What is lost in translation?
“Comment et tu faisant?” — The direct word for word translation from English to French of ‘How are you doing?’. Say this in France and not a soul will understand you, for the simple fact that literal word by word translation just does not work. If you’ve ever been laughed, scorned or just ignored in another country, after translating word for word into that country’s own language, you are not alone. For many adolescents with a couple of year’s schooling in a language, this is a very common approach to translation and unfortunately mostly fruitless. Good translation requires certain jumps of the imagination, so that the translated text contains the flavour or the overall meaning of the original text without having to try to match exactly its syntax, or even its vocabulary. The longer the text, the more figurative the language, the harder this problem becomes, to the extent that translation of novels is nearly as great an art as the writing of the novel itself. Thankfully, machines are getting better at precisely this art everyday. In this article I will examine the nature of taking whole sentence meanings and how translation machines are translating with this information.
State of the Art
If you’ve been on a trip more recently and you have used google translate, you might have noticed that google translate doesn’t translate literally, in fact sometimes the translations can start to seem very far removed from the original [EXAMPLE]. The arrival at the contemporary approach to machine translation is much the same as it is in many other machine learning task. Previously it was thought that the best approach would be to come up with a machine that benefitted from a highly detailed description of the two languages’ grammar and a codification of all possible linguistic rules for them. However not only was this likely to result in the awkward literal translations as above, but also produces mapping problems, i.e. how do we map the behaviours of the grammar in one language to the language of the other. Then there’s the problem that trying to describe the rules that form meaningful sentences is itself a bottomless pit, there are always new phenomena to explain. So instead of codification, empirical methods have taken prominence; we pass model pairs of translated phrases from a bilingual phrase corpora, train the model on a certain amount of them and then test its validity on the rest of them. This will be a process familiar to anyone who has done any machine learning, or even certain regression analyses. Google’s current incarnation of its machine translation is what they call “Neural Machine Translation”, in which the machine is trained on these pairs of sentences and, rather than trying to understand each word on their own, tries to extrapolate the overall semantic value of the sentence and find something with a comparable value in the target language.
What do you mean?
This to my mind raises two important questions about the information the model is trained upon:
- Who decides what a phrase means?
- How far abstracted can the meaning of the whole phrase get from the meaning of its individual parts?
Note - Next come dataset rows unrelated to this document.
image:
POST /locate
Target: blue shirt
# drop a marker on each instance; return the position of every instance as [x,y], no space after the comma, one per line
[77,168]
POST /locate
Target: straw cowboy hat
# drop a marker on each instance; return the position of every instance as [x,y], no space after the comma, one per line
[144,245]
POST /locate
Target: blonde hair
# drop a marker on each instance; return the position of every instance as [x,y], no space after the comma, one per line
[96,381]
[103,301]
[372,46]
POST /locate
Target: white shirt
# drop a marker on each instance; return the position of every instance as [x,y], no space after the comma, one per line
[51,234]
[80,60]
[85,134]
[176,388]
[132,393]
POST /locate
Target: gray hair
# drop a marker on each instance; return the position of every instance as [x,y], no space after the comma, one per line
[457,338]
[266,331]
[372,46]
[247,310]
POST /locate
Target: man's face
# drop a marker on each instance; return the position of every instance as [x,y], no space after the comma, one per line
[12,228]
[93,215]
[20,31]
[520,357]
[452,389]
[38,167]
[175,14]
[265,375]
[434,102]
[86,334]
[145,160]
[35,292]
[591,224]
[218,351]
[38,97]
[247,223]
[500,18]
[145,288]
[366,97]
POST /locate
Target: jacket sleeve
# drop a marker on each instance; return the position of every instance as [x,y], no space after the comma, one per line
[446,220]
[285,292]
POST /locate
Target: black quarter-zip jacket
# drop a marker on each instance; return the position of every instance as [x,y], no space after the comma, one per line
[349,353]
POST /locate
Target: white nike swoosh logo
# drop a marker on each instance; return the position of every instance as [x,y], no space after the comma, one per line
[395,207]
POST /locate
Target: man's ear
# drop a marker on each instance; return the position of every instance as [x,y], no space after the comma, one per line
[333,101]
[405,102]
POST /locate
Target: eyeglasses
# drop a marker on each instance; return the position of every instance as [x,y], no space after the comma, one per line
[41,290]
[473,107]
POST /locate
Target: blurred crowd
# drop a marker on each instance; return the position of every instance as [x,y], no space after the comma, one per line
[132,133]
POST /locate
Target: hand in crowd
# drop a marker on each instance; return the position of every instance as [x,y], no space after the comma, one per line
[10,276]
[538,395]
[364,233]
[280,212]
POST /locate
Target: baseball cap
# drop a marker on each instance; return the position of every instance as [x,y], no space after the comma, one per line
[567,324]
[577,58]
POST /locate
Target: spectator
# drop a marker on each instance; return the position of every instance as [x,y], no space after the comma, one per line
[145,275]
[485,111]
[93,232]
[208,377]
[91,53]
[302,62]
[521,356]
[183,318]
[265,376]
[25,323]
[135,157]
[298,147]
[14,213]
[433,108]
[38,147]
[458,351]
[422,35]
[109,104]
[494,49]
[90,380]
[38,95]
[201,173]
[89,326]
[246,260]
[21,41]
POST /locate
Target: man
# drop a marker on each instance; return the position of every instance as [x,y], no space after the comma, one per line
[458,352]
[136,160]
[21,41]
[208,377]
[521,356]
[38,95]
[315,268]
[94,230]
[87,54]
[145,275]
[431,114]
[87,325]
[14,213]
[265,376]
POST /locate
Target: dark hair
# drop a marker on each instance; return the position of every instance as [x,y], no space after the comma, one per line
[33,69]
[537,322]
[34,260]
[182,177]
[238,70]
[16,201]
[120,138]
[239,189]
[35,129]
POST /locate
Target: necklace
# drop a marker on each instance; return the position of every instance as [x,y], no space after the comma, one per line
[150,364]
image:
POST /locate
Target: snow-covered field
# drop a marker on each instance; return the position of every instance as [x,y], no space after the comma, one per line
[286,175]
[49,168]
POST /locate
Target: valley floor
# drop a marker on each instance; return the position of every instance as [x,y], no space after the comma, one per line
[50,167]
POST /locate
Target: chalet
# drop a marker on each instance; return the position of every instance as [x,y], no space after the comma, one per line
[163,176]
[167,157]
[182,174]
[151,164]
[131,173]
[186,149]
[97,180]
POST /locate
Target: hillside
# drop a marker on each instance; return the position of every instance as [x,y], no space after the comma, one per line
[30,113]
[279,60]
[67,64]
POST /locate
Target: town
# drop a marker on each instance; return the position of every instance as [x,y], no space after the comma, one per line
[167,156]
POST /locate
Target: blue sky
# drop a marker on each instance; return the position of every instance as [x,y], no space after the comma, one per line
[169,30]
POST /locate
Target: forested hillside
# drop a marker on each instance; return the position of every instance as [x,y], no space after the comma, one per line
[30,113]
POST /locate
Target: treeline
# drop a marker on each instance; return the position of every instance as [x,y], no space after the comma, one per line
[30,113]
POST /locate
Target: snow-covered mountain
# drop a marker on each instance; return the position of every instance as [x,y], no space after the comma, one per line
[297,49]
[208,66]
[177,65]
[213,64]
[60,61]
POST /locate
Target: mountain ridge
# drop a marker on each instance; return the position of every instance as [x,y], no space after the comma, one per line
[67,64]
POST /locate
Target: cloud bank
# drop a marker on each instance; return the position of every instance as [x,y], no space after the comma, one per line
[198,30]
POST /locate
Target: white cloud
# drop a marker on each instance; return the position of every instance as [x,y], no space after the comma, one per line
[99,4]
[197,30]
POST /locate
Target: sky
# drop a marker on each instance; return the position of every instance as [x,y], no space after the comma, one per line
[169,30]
The first question has a simple answer, there are already plenty of corpora of the necessary pairs of phrases in an original language and their target languages. Most of the legwork behind these pairings is crowdsourced and ollabortaive; for example the Tatoeba project, in which speakers of one language are asked to give translations of sentences in other languages, or evaluate translations that already exist. What is important to note about the project is that the sets of phrases are not necessarily pairs, there can be many equivalents for one sentence within one language and one phrase may hace many distinct translations in another language. The Tatoeba project currentyl has over seven million translations, which is certainly much more than can be done by a couple of linguists with a clipboard. Google has their own equivalent to this which is strangely like duolingo without any of the actual learning. With only a knowledge of already well documented languages like French and Spanish, the Google translate community app will only let me translate new phrases rather than evaluate existing ones, and some of the translations that I’m presented with are very tricky indeed. Take the following as an example:

In Spanish, when it comes to body parts amongst other things, possessive pronouns are not used, instead the definite article is. So instead of your heart in your hands the Spanish equivalent translates as the heart in the hands. This presents the problem that out of context, we don’t know whose heart and whose hands. It could be with their heart in your hands or with my heart in my hands. My Spanish friend Carlos agreed that this was incredibly ambigious. Clearly there are multiple translations of the above phrase, but then how do we go about deciding which contexts make these translations relavent, and who gets to decide what is relavent? One limitation of such crowdsourcing is that it is a very specific type of person who produces and evaluates the translations; namely an internet literate, multilingual person with the time and enthusiasm to contribute to projects like this. This undoubtedly has an effect on the types of translations that make it into the corpus upon which Google’s tower of Babel is built, whether the language is more formal, gives less weight to dialectic interpretations or otherwise. Ostensibly the routine of translating and then validating translations circumvents this, but then again it’s the same people that translate and validate. When it comes to ambiguity how do we know we’re not all thinking the same thing?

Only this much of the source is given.